• C2J18 - chronique du 2ème confinement - jour 18

     

    Écrits au jour le jour s'échappant vers la fiction, dans l'espace-temps du reconfinement...

     

     

    C2J18 - chronique du 2ème confinement - jour 18

     

    Nous cachons nos visages comme si c'était une faute, aujourd'hui, d'être humain. Phrase enregistrée à 22h45, hier soir.

    Il est 8h40, je descends la rue Barbusse, longe un gros bus jaune de Thau Agglo qui attend qu'une voiture mal garée veuillent lui permettre de remonter vers la Caraussane. Le chauffeur ne bouge pas plus que les passagers derrière la vitre, statufiés dans l'ambre pour un voyage sans date de retour.

     

    La rue me mènera au canal si je ne tourne pas avant. Je croise quelques chiens tirant leurs maîtres vers les plus puissantes odeurs. Ils ont l'air content, les chiens. La ville est moins saturée de fumée et les maîtres occupés à fixer les autres bipèdes qui passent. En quête, sans doute, d'une indication sur ce qu'il convient de faire. Mais à propos de quoi ? Etonnant. Les autorités imposent urbi et orbi un si grand nombre de consignes que pas un mètre carré de la vie sociale n'est laissé au bon vouloir des survivants.

    Je tourne au coin de la pharmacie, longe la place du kiosque. Il y a peu de bruit, peu de monde sur la place elle-même. Ou plutôt des sons discontinus, contrairement au bruit permanent de la ville en régime d'activité normale.

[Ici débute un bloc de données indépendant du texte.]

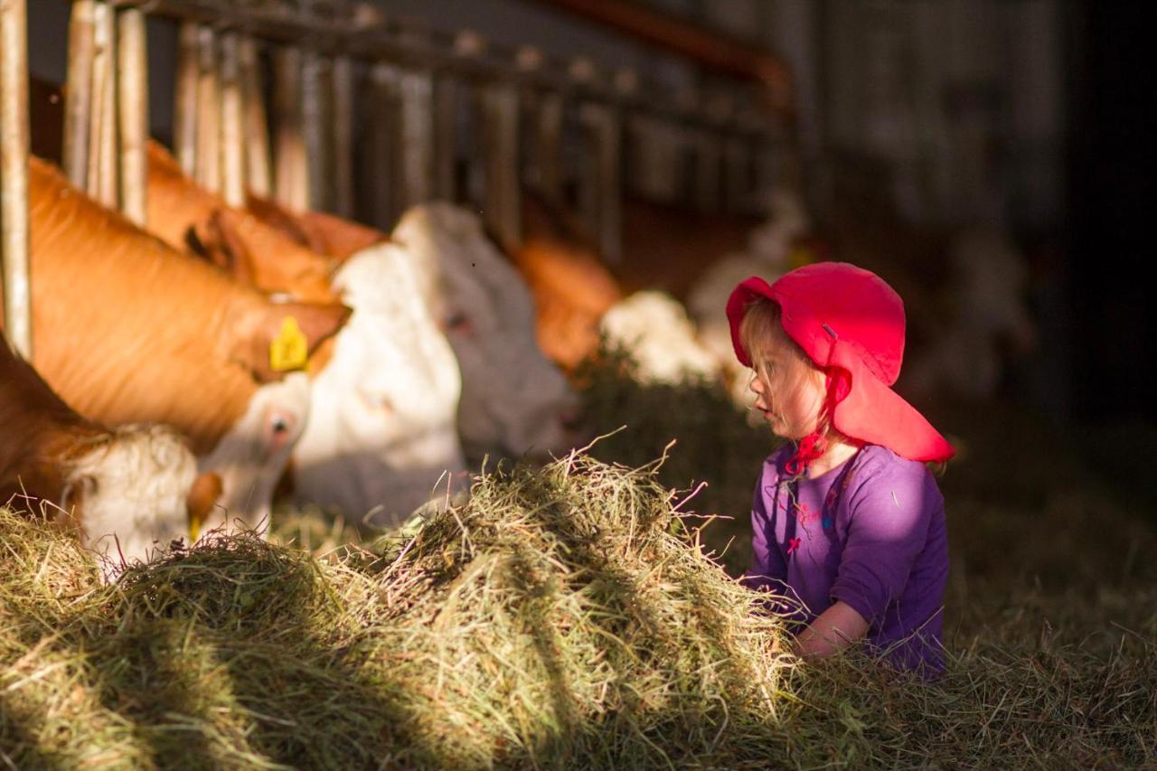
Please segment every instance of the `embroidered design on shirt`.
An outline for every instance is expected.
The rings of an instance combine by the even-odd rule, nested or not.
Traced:
[[[793,514],[797,520],[799,520],[799,524],[808,524],[816,519],[816,512],[809,508],[806,504],[797,502]]]

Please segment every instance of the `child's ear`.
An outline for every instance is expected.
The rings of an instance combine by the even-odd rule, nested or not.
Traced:
[[[230,360],[261,383],[304,369],[309,355],[338,333],[353,310],[337,302],[263,302],[235,314]]]

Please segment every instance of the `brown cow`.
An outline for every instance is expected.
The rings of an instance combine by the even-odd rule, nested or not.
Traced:
[[[220,493],[220,477],[197,475],[176,431],[86,420],[0,336],[0,504],[38,507],[127,561],[191,535]]]
[[[332,302],[330,266],[280,230],[198,186],[157,142],[148,152],[148,230],[209,258],[239,280],[297,300]]]
[[[142,233],[47,163],[29,169],[37,369],[90,419],[184,433],[224,487],[208,524],[226,512],[258,524],[309,411],[305,375],[285,369],[349,309],[274,303]]]
[[[185,177],[155,144],[149,161],[149,228],[168,242],[180,244],[186,234],[197,234],[197,249],[259,289],[296,296],[341,293],[354,308],[332,355],[311,369],[316,419],[294,451],[295,497],[338,506],[354,520],[376,509],[375,519],[389,523],[427,502],[435,486],[444,497],[439,484],[444,472],[464,483],[455,425],[458,368],[421,304],[412,260],[396,247],[351,258],[345,251],[351,240],[329,237],[332,228],[315,228],[310,218],[286,215],[279,226],[289,230],[287,236],[229,208]],[[271,204],[270,212],[278,210]],[[362,230],[377,241],[375,232]],[[332,284],[330,256],[302,245],[311,243],[332,250],[334,264],[340,263]]]
[[[444,203],[414,206],[386,236],[332,215],[255,204],[252,211],[268,222],[303,243],[336,250],[333,256],[360,248],[349,263],[384,252],[408,259],[421,300],[445,330],[462,369],[458,428],[467,451],[478,458],[545,455],[573,446],[568,424],[576,398],[535,339],[525,282],[474,214]]]
[[[538,344],[567,369],[598,347],[598,322],[622,291],[559,212],[523,197],[523,245],[511,255],[535,295]]]

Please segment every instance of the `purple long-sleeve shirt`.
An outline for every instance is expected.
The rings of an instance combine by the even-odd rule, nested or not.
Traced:
[[[841,600],[868,621],[871,647],[902,668],[941,671],[948,533],[933,475],[868,445],[815,479],[789,483],[791,453],[789,445],[764,461],[747,585],[787,596],[806,624]]]

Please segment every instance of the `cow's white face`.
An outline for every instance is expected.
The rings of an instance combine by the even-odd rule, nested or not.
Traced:
[[[390,524],[465,482],[462,376],[401,249],[360,252],[333,284],[354,313],[314,381],[294,484],[300,498]]]
[[[273,489],[289,462],[309,418],[309,379],[295,372],[261,386],[245,414],[200,458],[201,471],[221,477],[220,505],[205,519],[201,531],[235,524],[265,533],[270,524]]]
[[[450,204],[411,208],[393,232],[422,273],[423,294],[462,367],[458,426],[471,455],[558,453],[577,398],[535,337],[530,289],[486,237]]]
[[[697,338],[678,300],[663,292],[635,292],[603,314],[599,329],[632,353],[643,382],[713,380],[718,362]]]
[[[186,501],[197,458],[165,426],[120,426],[69,464],[62,505],[75,502],[84,544],[109,560],[147,561],[189,538]]]

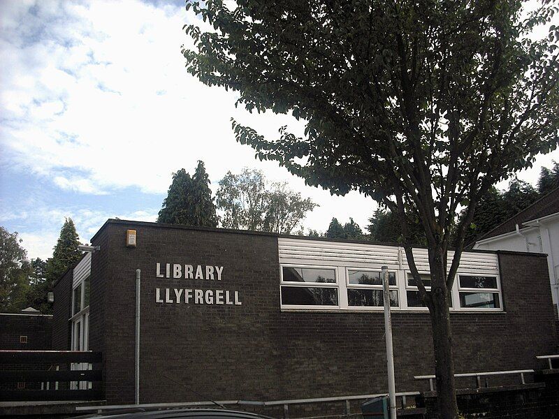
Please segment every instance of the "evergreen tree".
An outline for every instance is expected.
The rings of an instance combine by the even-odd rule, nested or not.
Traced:
[[[29,291],[27,293],[27,307],[39,310],[42,313],[51,313],[51,303],[47,300],[47,295],[51,291],[50,284],[47,281],[47,262],[37,258],[31,261],[29,275]]]
[[[204,163],[198,160],[194,175],[192,176],[191,202],[193,226],[217,226],[217,216],[215,214],[215,205],[212,198],[210,183]]]
[[[78,249],[80,245],[75,226],[71,218],[66,218],[60,236],[55,246],[52,257],[47,260],[46,279],[48,283],[47,292],[50,292],[54,283],[82,257],[82,252]]]
[[[198,161],[192,177],[184,168],[173,173],[157,222],[215,227],[217,217],[209,185],[202,161]]]
[[[476,205],[470,228],[464,236],[465,242],[473,244],[478,238],[504,221],[508,215],[502,194],[495,186],[486,192]],[[464,216],[460,213],[459,220]]]
[[[537,181],[537,191],[543,196],[559,187],[559,163],[553,161],[553,167],[550,170],[542,167]]]
[[[245,168],[239,175],[227,172],[216,193],[222,226],[226,228],[291,234],[317,206],[285,182],[269,186],[260,170]]]
[[[507,218],[509,218],[527,208],[538,199],[540,196],[536,189],[529,183],[518,178],[509,182],[509,189],[502,195]],[[496,224],[497,226],[498,224]]]
[[[415,220],[415,222],[412,223],[410,221],[408,223],[409,241],[414,246],[425,246],[426,239],[419,220],[411,216],[407,218]],[[373,242],[390,243],[402,242],[402,226],[398,216],[391,211],[378,208],[369,219],[369,222],[370,224],[367,229],[370,233],[370,240]]]
[[[344,233],[347,239],[357,240],[363,237],[361,228],[351,217],[349,218],[349,222],[344,225]]]
[[[328,226],[324,237],[326,237],[329,239],[346,238],[346,233],[344,231],[344,228],[335,217],[333,218],[332,221],[330,221],[330,226]]]
[[[26,307],[31,265],[17,233],[0,227],[0,312],[17,313]]]

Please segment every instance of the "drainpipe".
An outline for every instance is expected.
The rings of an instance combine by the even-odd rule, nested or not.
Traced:
[[[384,334],[386,337],[386,367],[389,376],[390,419],[396,419],[396,388],[394,382],[394,352],[392,347],[392,320],[390,316],[390,287],[389,267],[382,268],[382,288],[384,299]]]
[[[528,248],[528,238],[520,232],[520,228],[518,228],[518,224],[516,224],[515,226],[516,228],[516,234],[524,239],[524,241],[526,242],[526,251],[530,252],[530,249]]]
[[[538,224],[541,224],[544,227],[545,225],[541,223],[539,221],[536,221]],[[553,242],[551,242],[551,233],[549,233],[549,228],[546,227],[546,230],[547,230],[547,240],[549,242],[549,254],[548,256],[551,262],[551,274],[553,276],[553,288],[555,288],[555,297],[556,297],[556,304],[557,305],[557,315],[559,316],[559,278],[557,277],[557,272],[556,272],[555,269],[555,260],[553,259]],[[542,234],[542,229],[539,230],[539,234]],[[544,251],[544,249],[542,247],[542,251]]]
[[[136,357],[134,365],[134,402],[140,404],[140,278],[141,270],[136,270]]]

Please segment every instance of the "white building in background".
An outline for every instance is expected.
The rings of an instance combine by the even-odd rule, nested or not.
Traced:
[[[493,228],[474,249],[547,253],[551,295],[559,310],[559,188]]]

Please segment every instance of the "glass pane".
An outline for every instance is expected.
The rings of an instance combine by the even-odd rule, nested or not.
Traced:
[[[282,304],[337,305],[337,289],[322,287],[282,286]]]
[[[431,276],[428,274],[419,274],[423,281],[423,286],[431,286]],[[407,274],[407,284],[409,286],[417,286],[417,281],[414,279],[412,274]]]
[[[497,278],[495,277],[463,277],[460,276],[460,288],[482,288],[497,289]]]
[[[371,272],[369,271],[348,271],[349,284],[358,285],[382,285],[381,274],[382,272]],[[396,274],[389,272],[389,284],[396,285]]]
[[[407,307],[426,307],[425,303],[421,301],[419,297],[419,291],[406,291],[407,298]],[[452,295],[449,295],[449,307],[452,307]]]
[[[460,293],[460,307],[498,309],[499,294],[498,293]]]
[[[384,305],[382,290],[365,290],[349,288],[347,290],[347,301],[350,306],[382,307]],[[398,291],[390,291],[390,305],[397,307]]]
[[[84,308],[89,305],[89,286],[91,277],[87,277],[83,281],[83,307]]]
[[[335,284],[335,270],[310,267],[283,267],[284,281]]]
[[[78,286],[78,288],[74,289],[73,295],[74,305],[73,311],[72,314],[75,314],[82,309],[82,284]]]

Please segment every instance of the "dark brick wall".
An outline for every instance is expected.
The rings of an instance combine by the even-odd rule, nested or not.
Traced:
[[[27,336],[27,343],[20,343]],[[0,314],[0,349],[48,351],[52,346],[52,316]]]
[[[53,290],[52,349],[55,351],[68,351],[71,348],[71,325],[68,319],[72,316],[73,272],[73,270],[68,270]]]
[[[136,249],[124,246],[126,228]],[[109,403],[133,401],[136,268],[143,403],[199,400],[194,391],[254,400],[386,391],[382,314],[282,312],[276,237],[111,222],[94,244],[90,348],[103,352]],[[158,279],[157,262],[224,266],[223,280]],[[458,372],[532,368],[555,348],[545,258],[500,263],[506,312],[451,314]],[[157,304],[157,287],[238,291],[242,305]],[[434,371],[428,314],[395,312],[393,328],[397,391],[427,390],[413,376]]]

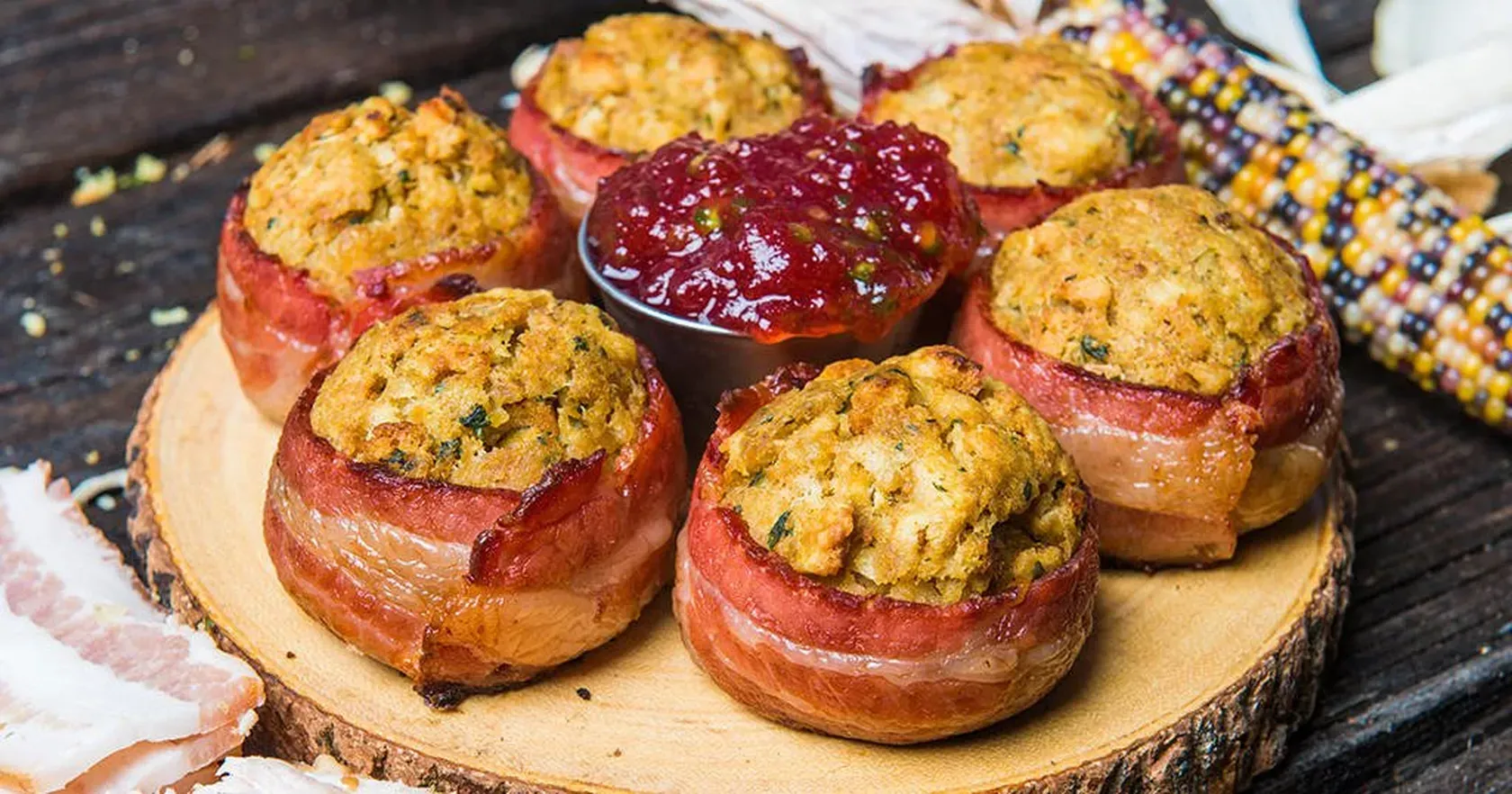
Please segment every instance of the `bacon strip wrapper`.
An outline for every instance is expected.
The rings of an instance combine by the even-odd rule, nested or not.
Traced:
[[[578,39],[558,41],[552,54],[570,57],[578,47]],[[800,74],[804,112],[833,113],[835,104],[820,71],[803,50],[788,50],[788,54]],[[600,147],[556,124],[535,101],[538,83],[540,76],[520,91],[520,104],[510,115],[510,144],[546,175],[567,215],[582,221],[599,194],[599,180],[643,153]]]
[[[918,76],[919,70],[939,57],[947,57],[951,51],[954,50],[924,59],[912,68],[901,71],[889,70],[881,65],[869,67],[866,74],[862,77],[865,88],[862,89],[859,118],[871,119],[883,92],[906,89]],[[1040,181],[1028,188],[995,188],[989,185],[968,183],[966,188],[971,191],[971,197],[977,201],[977,209],[981,212],[981,222],[987,227],[987,242],[992,250],[996,250],[996,243],[1002,242],[1002,237],[1009,233],[1043,221],[1057,209],[1081,198],[1086,194],[1107,191],[1111,188],[1154,188],[1157,185],[1176,185],[1187,181],[1185,168],[1181,165],[1179,130],[1176,123],[1170,118],[1170,113],[1160,103],[1160,100],[1145,91],[1132,79],[1116,73],[1113,77],[1116,77],[1129,94],[1139,98],[1145,112],[1155,119],[1155,153],[1113,171],[1093,185],[1063,186]]]
[[[0,789],[157,791],[221,759],[263,682],[142,591],[48,467],[0,470]]]
[[[951,339],[1045,414],[1092,492],[1104,555],[1228,560],[1240,532],[1306,502],[1338,446],[1338,334],[1311,268],[1297,265],[1312,302],[1306,327],[1219,396],[1111,381],[1024,345],[992,322],[986,274]]]
[[[718,507],[718,448],[751,411],[812,377],[789,371],[720,407],[677,541],[673,608],[694,661],[767,718],[885,744],[965,734],[1028,708],[1066,675],[1092,629],[1093,523],[1049,575],[948,606],[860,597],[797,573]]]
[[[519,684],[623,631],[670,575],[682,420],[641,349],[640,436],[516,492],[410,479],[314,434],[325,372],[289,413],[263,532],[299,605],[369,656],[446,697]]]
[[[334,364],[369,325],[413,306],[493,287],[549,289],[581,299],[587,286],[573,228],[540,174],[531,172],[531,185],[526,219],[508,234],[358,271],[354,296],[345,302],[307,271],[257,247],[243,222],[243,186],[221,224],[215,295],[242,392],[263,416],[283,422],[310,375]]]

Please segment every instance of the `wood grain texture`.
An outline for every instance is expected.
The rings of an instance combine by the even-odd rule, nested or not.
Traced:
[[[667,599],[544,681],[435,714],[278,585],[262,543],[277,437],[231,377],[216,315],[201,318],[132,434],[148,581],[269,682],[254,747],[457,791],[1232,791],[1312,712],[1347,600],[1353,496],[1338,467],[1234,564],[1104,572],[1077,665],[1002,729],[883,747],[776,726],[694,667]]]
[[[67,185],[227,127],[375,92],[380,82],[507,67],[540,36],[627,0],[160,0],[0,5],[0,200]],[[151,94],[153,101],[142,101]]]
[[[525,5],[528,0],[493,3]],[[564,14],[561,26],[585,26],[593,18],[591,11],[584,11],[587,5],[591,3],[555,3]],[[1325,18],[1340,20],[1340,38],[1318,35],[1318,39],[1329,56],[1329,74],[1341,85],[1359,85],[1370,76],[1367,50],[1340,53],[1334,44],[1368,41],[1373,5],[1303,3],[1315,33],[1318,24],[1334,24]],[[363,8],[378,15],[410,14],[405,18],[411,27],[434,26],[442,32],[437,36],[472,24],[487,11],[481,3],[454,5],[445,12],[416,17],[401,6],[405,5],[370,2]],[[219,112],[230,115],[181,121],[204,109],[157,91],[153,80],[91,73],[95,67],[89,65],[88,53],[82,59],[56,56],[50,62],[47,68],[73,74],[56,76],[47,97],[30,97],[18,88],[20,70],[32,67],[23,64],[17,47],[29,47],[26,41],[83,47],[68,44],[71,35],[89,27],[80,20],[107,14],[130,21],[110,29],[109,47],[98,41],[92,45],[100,64],[121,64],[124,38],[147,41],[157,35],[165,38],[154,57],[178,68],[172,36],[181,33],[169,17],[151,21],[159,14],[154,8],[180,6],[151,0],[0,3],[0,92],[6,92],[9,107],[30,103],[24,119],[12,115],[0,123],[0,142],[24,138],[47,145],[48,136],[68,133],[51,113],[73,109],[77,115],[71,118],[92,130],[98,141],[89,145],[103,147],[100,151],[147,150],[183,159],[222,130],[234,144],[231,159],[197,171],[183,183],[165,181],[119,194],[95,207],[71,209],[51,189],[0,198],[0,422],[6,428],[0,434],[0,463],[47,457],[76,482],[121,464],[141,396],[166,360],[168,345],[184,328],[154,325],[150,310],[181,306],[198,313],[210,299],[216,224],[230,192],[256,165],[251,148],[281,141],[308,115],[370,91],[380,80],[405,79],[417,95],[425,95],[440,79],[472,70],[470,65],[451,70],[442,56],[416,73],[373,65],[372,51],[378,48],[361,44],[360,30],[354,35],[334,17],[318,14],[313,5],[314,21],[304,23],[305,30],[289,30],[295,26],[295,3],[268,2],[253,5],[269,12],[268,24],[245,36],[215,39],[222,33],[207,33],[212,27],[201,26],[197,50],[234,51],[253,44],[257,53],[245,71],[224,73],[234,80],[221,80],[218,70],[203,76],[213,85],[200,89],[200,95],[215,95]],[[274,42],[295,36],[313,36],[322,47],[281,50],[277,60],[263,57],[278,47]],[[520,41],[531,38],[525,33]],[[115,60],[106,59],[106,50],[115,53]],[[496,107],[494,100],[508,86],[507,60],[508,54],[502,54],[499,67],[458,80],[475,104]],[[260,80],[274,80],[278,70],[316,62],[325,64],[325,73],[308,73],[313,80],[308,85],[316,85],[316,91],[296,91],[293,100],[268,100],[237,110],[239,92],[257,88]],[[366,64],[367,71],[340,83],[334,94],[322,94],[327,88],[319,86],[330,83],[321,80],[330,80],[334,62]],[[154,68],[159,74],[171,71],[166,64]],[[236,68],[242,68],[240,62]],[[437,71],[426,74],[431,68]],[[109,82],[109,101],[91,92],[86,79],[91,74]],[[127,119],[125,107],[142,115]],[[129,141],[112,142],[116,129],[129,133]],[[68,154],[57,154],[57,165],[50,166],[54,177],[44,183],[64,185],[74,166],[101,165],[94,156],[79,156],[68,160]],[[1503,180],[1512,178],[1512,157],[1498,163],[1498,172]],[[1498,212],[1512,209],[1509,195],[1512,191],[1503,191]],[[107,225],[101,237],[88,231],[94,215]],[[60,242],[51,231],[56,222],[70,228]],[[44,251],[53,247],[60,248],[65,265],[56,275],[44,262]],[[122,262],[136,268],[121,274]],[[18,318],[27,298],[47,316],[48,330],[41,339],[21,331]],[[1317,717],[1300,729],[1282,765],[1256,779],[1255,789],[1512,791],[1512,765],[1504,762],[1512,741],[1506,718],[1512,714],[1512,578],[1507,576],[1512,442],[1461,416],[1456,407],[1421,395],[1359,351],[1346,352],[1344,380],[1349,392],[1344,430],[1355,452],[1359,492],[1352,606]],[[124,507],[110,511],[91,507],[89,516],[125,544]]]

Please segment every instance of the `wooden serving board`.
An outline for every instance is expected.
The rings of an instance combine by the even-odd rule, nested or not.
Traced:
[[[761,720],[694,667],[665,594],[556,675],[435,712],[280,588],[262,541],[277,437],[242,398],[216,315],[200,318],[130,445],[132,534],[151,585],[268,681],[253,750],[328,753],[440,791],[1232,789],[1311,714],[1347,597],[1353,495],[1335,467],[1231,564],[1104,572],[1066,681],[965,738],[880,747]]]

    Passent des voyageurs, avec leurs sac à dos à roulettes, visages masqués de bleu, les yeux fixés sur l'avant, comme si la rue menaçait de s'écrouler subitement. C'est presque le cas. L'appendice sur leurs visages aspire l'attention. Il dissout tout ce qu'il y a autour, le renvoie à une naturalité obsolète. La ville devient un décor passé qui occulte de moins en moins des espaces tout autres qui en feront un camp expérimental pour humains expérimentaux. Les nouveaux citadins de l'espace sanitaire total, dont l'architecture et l'avenir ne relèvent en aucun cas de l'urbanisme. Je m'attends presque à voir débouler des SUV de l'ONU.

     

    Passe devant le cabinet d'un médecin, une doctoresse. La porte est grande ouverte sur la salle d'attente vide. Sur la vitre opaque qui sert de mur est affichée le sésame qui explique la salle d'attent déserte. Les mêmes dessins obsessionnellement placardés partout, avec les légendes qui les accompagnent, comme s'il y avait encore besoin d'explication. Comme s'il y avait nécessité de forer encore et encore les esprits, après presque un an dans l'ère du premier virus qui a frappé le monde. Avec un retentissement bien plus fort que n'importe quel nine eleven.

    Sans doute, finalement, y a-t-il besoin de répétitions. Ne serait-ce que pour maintenir les populations en ordre, elles qui subissent la maladie invisible, comme dernier avatar d'une crise totale de l'édifice sociétal que n'ont ni empêché, ni même tenté de limiter les affamés qui se sont successivement hissés sur la plus haute marche de l'espèce de firme nommée État. Depuis près de cinquante ans.

    L'écrit sous et autour des dessins façon prévention routière est pure forme d'autorité. En plein milieu de cette énième photocopie de l'avis national, de grosses lettres au feutre noir. F.O.

    Un syndicat me vient à l'esprit, avant que je ne réalise.

     

    De l'autre côté de la rue, pile face au sas de la doctoresse, des gens patientent, plus ou moins masqués. La distance proximale a changé, mélange nouveau d'intimité et de victorien ukase d'un de ces hauts fonctionnaires de la déroute qu'on appelle aujourd'hui, par antiphrase, État de droit. Un mètre entre nous. Mais en quelle unité peut-on mesurer la distance entre deux espèces, je pense à celle qui dicte et celle qui est dictée. Relèvent-t-elles d'une parenté commune ? Faire encore société implique de s'engager réellement sur cette question.

     

    Donc, salle d'attente sur le trottoir, c'est original. Le médecin a fait littéralement reculer le moment de se confronter à la menace. La salle d'attente réelle est devenue sas. Je m'éloigne, mal à l'aise. Le sas, les gens plantés sur le trottoir comme des SDF avec carte Vitale, la régulation affichée qui ne régule rien. Bien des directions que nous empruntons bon gré, mal gré, nous échappent.